The machine learning model may build a model for a CART regression tree in a decision tree.
Preferably, the recent price sequence is composed of the lowest price sequence T days before flight F { PQ-T,PQ-(T-1),PQ-(T-3)...PQ-3,PQ-2,PQ-1}。
Preferably, the specific method for performing segmented one-hot coding on the takeoff time and the arrival time comprises: the 24 hours per day is divided into four time periods of [0:00-10:00], [10:00-14:00], [14:00-19:00] and [19:00-24:00], and the departure time and the arrival time correspond to the four time periods for independent thermal coding.
In the embodiment of the invention, the one-hot coding is carried out after the departure time and the arrival time are divided into four time periods (0:00-10:00, 10:00-14:00, 14:00-19:00 and 19:00-24: 00). For example, the takeoff time is 15:35, which belongs to the third time period, and the corresponding one-hot code is [0, 0, 1, 0] (the third position is 1, and the rest positions are 0).
Preferably, the multilayer perceptron comprises:
the input layer comprises a plurality of neurons, the number of the neurons is determined by an actual route, and the neurons are used for inputting flight continuous features and the flight discrete features after being coded into the input flight feature prediction model; inputting the price continuous characteristic and the coded price discrete characteristic into a price sequence prediction model;
first hidden layer h1Total 32 neurons, each neuron is connected with the input layer, and the input layer is subjected to nonlinear transformation h1=Relu(w1x+b1) Is obtained wherein w1To connect coefficients, b1In the flight characteristic prediction model, x represents flight continuous characteristics and flight discrete characteristics after being coded; in the price sequence prediction model, x represents a price continuous characteristic and a coded price discrete characteristic, and Relu is a linear rectification activation function;
second hidden layer h2Total 32 neurons, each neuron is fully connected with the first hidden layer, and the first hidden layer is subjected to nonlinear transformation h2=Relu(w2h1+b2) Is obtained wherein w2To connect coefficients, b2For bias, Relu is the linear rectification activation function;
the output layer P has 1 neuron, the neuron is fully connected with the second hidden layer, and the second hidden layer is subjected to linear transformation P ═ w3h2+b3Is obtained wherein w3To connect coefficients, b3For bias, P predicts the price for the outgoing ticket.

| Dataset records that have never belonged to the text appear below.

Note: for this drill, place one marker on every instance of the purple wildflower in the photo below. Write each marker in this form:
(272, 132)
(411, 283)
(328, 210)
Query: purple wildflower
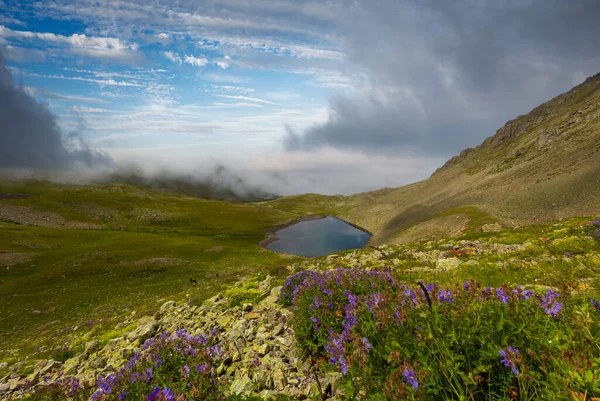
(509, 356)
(147, 375)
(167, 394)
(410, 378)
(502, 297)
(446, 296)
(366, 344)
(153, 394)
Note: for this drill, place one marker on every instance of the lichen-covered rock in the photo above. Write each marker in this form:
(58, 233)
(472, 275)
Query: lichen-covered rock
(91, 347)
(241, 385)
(146, 328)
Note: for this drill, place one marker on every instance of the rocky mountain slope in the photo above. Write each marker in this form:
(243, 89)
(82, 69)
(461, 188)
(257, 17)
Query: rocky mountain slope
(545, 163)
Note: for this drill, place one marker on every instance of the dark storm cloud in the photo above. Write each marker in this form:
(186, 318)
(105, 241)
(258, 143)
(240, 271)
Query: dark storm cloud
(445, 75)
(29, 135)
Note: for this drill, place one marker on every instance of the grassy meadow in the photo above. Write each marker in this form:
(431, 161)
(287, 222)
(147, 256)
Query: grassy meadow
(80, 258)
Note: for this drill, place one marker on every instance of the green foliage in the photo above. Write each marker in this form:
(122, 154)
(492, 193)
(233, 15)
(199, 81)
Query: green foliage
(470, 342)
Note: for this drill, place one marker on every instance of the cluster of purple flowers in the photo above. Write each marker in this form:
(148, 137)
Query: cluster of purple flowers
(410, 378)
(145, 369)
(509, 358)
(338, 299)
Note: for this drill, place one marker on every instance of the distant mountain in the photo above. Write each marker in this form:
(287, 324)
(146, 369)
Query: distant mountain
(542, 165)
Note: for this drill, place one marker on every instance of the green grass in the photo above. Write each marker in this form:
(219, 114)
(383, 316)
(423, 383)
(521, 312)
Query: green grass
(93, 278)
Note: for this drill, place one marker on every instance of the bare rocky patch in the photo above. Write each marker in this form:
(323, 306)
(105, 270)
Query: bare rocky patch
(442, 227)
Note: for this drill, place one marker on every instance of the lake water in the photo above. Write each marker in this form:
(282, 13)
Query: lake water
(319, 237)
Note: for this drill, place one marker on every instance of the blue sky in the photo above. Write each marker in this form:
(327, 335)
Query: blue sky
(333, 96)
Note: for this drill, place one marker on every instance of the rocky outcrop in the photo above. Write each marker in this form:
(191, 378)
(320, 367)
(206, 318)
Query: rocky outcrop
(260, 353)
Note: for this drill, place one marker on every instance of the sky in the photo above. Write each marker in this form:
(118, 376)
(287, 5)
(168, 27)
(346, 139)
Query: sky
(335, 96)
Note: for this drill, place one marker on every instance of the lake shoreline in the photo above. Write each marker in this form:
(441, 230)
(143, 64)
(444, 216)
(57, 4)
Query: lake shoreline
(272, 237)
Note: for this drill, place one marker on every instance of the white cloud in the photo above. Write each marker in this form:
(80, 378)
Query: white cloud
(163, 38)
(240, 104)
(99, 47)
(195, 61)
(223, 78)
(223, 63)
(20, 54)
(231, 89)
(250, 99)
(174, 57)
(102, 82)
(57, 96)
(88, 110)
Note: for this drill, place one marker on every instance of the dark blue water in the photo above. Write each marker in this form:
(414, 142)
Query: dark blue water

Compared with the prior art, the invention has the following advantages and technical effects:
the method combines two types of prediction models, can well combine the advantages of the two types of prediction models, solves the problem of accumulated error in predicting the future long-term air ticket price in the prediction model based on the price sequence by using the prediction model based on the flight characteristics, and overcomes the defect that the prediction model based on the flight information is not accurate enough when the recent price fluctuates severely.
The invention combines two types of prediction models to predict the future price of the flight, can provide ticket buying reference for passengers, and is convenient for the passengers to make a more optimal purchasing scheme according to the predicted price trend. Meanwhile, the predicted price trend can also provide reference for the airline company, so that the airline company can adjust price pricing better to obtain more profits.
The above description is only a preferred embodiment of the present invention, and is not intended to limit the scope of the present invention, and all modifications and equivalents of the present invention, which are made by the contents of the present specification and the accompanying drawings, or directly/indirectly applied to other related technical fields, are included in the scope of the present invention.